Between the lines: The billionaires and AI leaders floating these ideas are keenly aware that the politics of extreme wealth could turn dangerous fast.

  • In a January essay, Anthropic CEO Dario Amodei made what he called "a pragmatic argument" for billionaires to support higher taxes on AI wealth. "If they don't support a good version," Amodei wrote, "they'll inevitably get a bad version designed by a mob."
  • OpenAI named the same risk in its April policy blueprint, warning that AI could leave "power and wealth becoming more concentrated instead of more widely shared." Its foundation put money behind that anxiety Wednesday, committing $250 million to help workers and communities weather the disruption — and to test new ways to share AI's gains before the backlash hardens.

The big picture: Anti-billionaire politics has become an organizing principle for the Democratic Party, which remains in search of a durable post-Trump identity.

  • In Congress, Sen. Elizabeth Warren (D-Mass.) called Wednesday for overhauling the tax code, including new taxes on wealth and data centers, to ensure Americans share in the economic gains of AI. Warren — who is being courted by potential 2028 presidential candidates — cited Silicon Valley's own warnings about a "permanent underclass" displaced by AI.
  • In New York City, state lawmakers this week passed Mayor Zohran Mamdani's pied-à-terre tax on luxury second homes above $5 million — a measure he controversially promoted in a video outside hedge-fund billionaire Ken Griffin's $238 million Manhattan penthouse.
  • In Maine, Democratic Senate frontrunner Graham Platner launched his campaign by declaring that "the enemy is the oligarchy." He's backed by Sen. Bernie Sanders (I-Vt.) and Rep. Alexandria Ocasio-Cortez (D-N.Y.), who are more than a year into their nationwide "Fighting Oligarchy" tour.
  • In California, unions say they have gathered more than 1.5 million signatures to put a one-time 5% billionaire wealth tax on the November ballot, aiming to fund health care, education and food assistance programs.

The intrigue: Former hedge fund manager Tom Steyer, who is running for governor as a progressive, has endorsed the measure, casting himself as "the billionaire who wants to tax other billionaires."

  • California Gov.
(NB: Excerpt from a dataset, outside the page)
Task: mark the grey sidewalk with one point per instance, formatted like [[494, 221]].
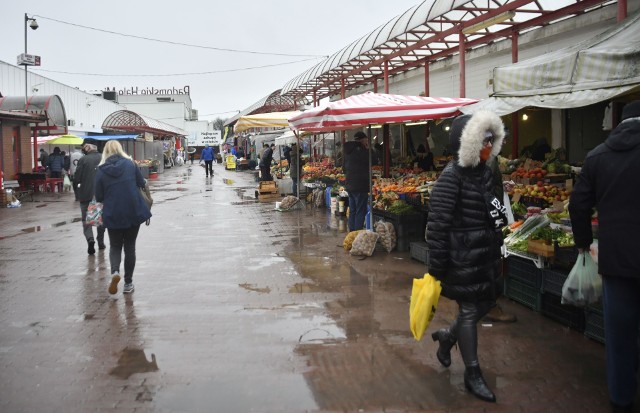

Gavin Newsom, a likely 2028 presidential candidate, opposes the measure — but has urged Democrats not to ignore the populist forces it represents.
  • "The pitchforks [are] here, they're not just coming," Newsom said last week, warning that resentment toward billionaires and AI-driven automation will dominate the 2026 and 2028 elections.

The bottom line: The billionaire tax fight is becoming a test of whether AI creates shared prosperity — or a level of wealth concentration that Amodei warns could "break society."